Windhoek-Thirty-seven people reportedly defrauded by two fake Ugandan traditional healers have opened cases of fraud against them but this number is expected to increase as more people heed the police’s appeal to come forward.
The two ‘healers’ and another Ugandan national will be charged today and are expected to appear in the Windhoek Magistrate’s Court tomorrow for theft under false pretence, entering the country without passports and conducting work without a work permit from the Ministry of Home Affairs and Immigration.

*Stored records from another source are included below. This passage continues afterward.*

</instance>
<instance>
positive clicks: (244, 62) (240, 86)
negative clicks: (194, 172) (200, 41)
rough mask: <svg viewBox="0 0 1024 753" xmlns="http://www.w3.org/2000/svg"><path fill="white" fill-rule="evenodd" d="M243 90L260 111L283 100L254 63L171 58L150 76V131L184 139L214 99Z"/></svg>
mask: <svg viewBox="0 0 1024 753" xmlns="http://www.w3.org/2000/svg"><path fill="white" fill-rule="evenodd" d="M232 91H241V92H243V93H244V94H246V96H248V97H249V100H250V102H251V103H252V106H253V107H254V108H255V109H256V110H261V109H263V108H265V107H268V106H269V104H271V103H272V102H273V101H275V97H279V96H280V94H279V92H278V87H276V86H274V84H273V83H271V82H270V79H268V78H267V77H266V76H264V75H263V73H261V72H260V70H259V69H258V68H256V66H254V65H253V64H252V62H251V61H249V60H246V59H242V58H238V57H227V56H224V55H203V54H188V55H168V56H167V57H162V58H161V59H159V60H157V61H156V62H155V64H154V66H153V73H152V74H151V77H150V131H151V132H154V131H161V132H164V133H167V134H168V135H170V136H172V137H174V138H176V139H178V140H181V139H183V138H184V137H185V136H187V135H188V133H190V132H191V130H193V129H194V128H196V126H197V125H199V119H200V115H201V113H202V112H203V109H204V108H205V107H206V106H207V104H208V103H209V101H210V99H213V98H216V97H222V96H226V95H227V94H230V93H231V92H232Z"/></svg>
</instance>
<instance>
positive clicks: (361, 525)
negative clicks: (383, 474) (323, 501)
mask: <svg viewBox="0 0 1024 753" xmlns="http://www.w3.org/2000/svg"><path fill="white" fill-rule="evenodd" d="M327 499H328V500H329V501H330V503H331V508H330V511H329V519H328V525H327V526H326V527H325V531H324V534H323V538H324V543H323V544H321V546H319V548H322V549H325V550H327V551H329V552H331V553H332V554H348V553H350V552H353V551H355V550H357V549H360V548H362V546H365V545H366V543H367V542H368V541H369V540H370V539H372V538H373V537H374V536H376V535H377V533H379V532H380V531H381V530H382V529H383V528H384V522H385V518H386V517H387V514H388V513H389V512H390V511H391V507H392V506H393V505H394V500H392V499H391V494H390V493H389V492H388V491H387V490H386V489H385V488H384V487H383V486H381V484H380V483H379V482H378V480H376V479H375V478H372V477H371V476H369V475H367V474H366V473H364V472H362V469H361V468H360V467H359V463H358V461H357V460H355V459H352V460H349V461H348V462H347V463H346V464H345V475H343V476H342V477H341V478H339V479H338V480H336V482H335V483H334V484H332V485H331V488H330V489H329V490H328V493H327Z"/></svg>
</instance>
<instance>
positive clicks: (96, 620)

The two were arrested after the police were tipped off while the duo were apparently contacting one of the people they had employed to distribute fliers through which they market their services that include healing incurable diseases, winning court cases and turning around business fortunes, among others.
Namibian Police Inspector Christian van Dunem Fonsech told New Era that apart from the 22 cases already reported against these so-called healers – four people visited the police on Tuesday to open cases against the two fakes.
In addition three people personally came to the police station to open cases against them while Fonsech’s office received eight phone calls from various people claiming to be defrauded by the two men.
One of the victims, a civil servant, allegedly paid one of the ‘healers’ N$54,000 to make her salary last. She said she paid N$2,000 to begin the process, another N$2,000 for medicine and N$50,000 to cleanse her money.
While the police sifted through the two arrested men’s cellphones they called a woman who visited the duo apparently to help her bring back her boyfriend.
The woman said despite being assured that her boyfriend would come back to her after he deserted her – after she paid the ‘healer’ N$700 the boyfriend had still not come back.
Fonsech said they also received many SMS’s and calls on Tuesday afternoon from people in and outside Windhoek stating they were also defrauded by the ‘doctors’. She said these people sought these ‘healers’ to restore their broken marriages, relationships and get rid of purported bad luck.
The two ‘healers’ distribute leaflets in town claiming to bring business attraction, protect cars and houses, have rats that bring their clients money, and cast away bad spells.
“Some people are calling from Walvis Bay, Swakopmund, Ondangwa and Rundu. There is one who called from Goreangab in Windhoek who paid N$5,000 for his house to be cleansed by the doctors. The doctors were due to clean the house today (yesterday),” remarked Fonsech.
She advised people to refrain from going to these ‘healers’.
The police detained the two and an Ugandan man who distributes their leaflets in the Windhoek central business district.
The police thereafter visited and inspected their rented house in Khomasdal on Monday evening. They had turned one bedroom into a consultation room where clients are ‘treated.’ The room is covered with sheets from top to bottom and only a candle is used for lighting. The room had many plastic bags with herbs, animal skins and a calabash.
Upon searching the room the police came across people’s photos that were taken there by clients and a line of men’s underwear used in their rituals.
The unidentified estate agent claimed the ‘healers’ have been renting for about two months. She said she didn’t know or suspect the tenants were ‘healers’ because when she once came to the house the tenants told her the key to the bedroom-turned-into-consultation room was missing.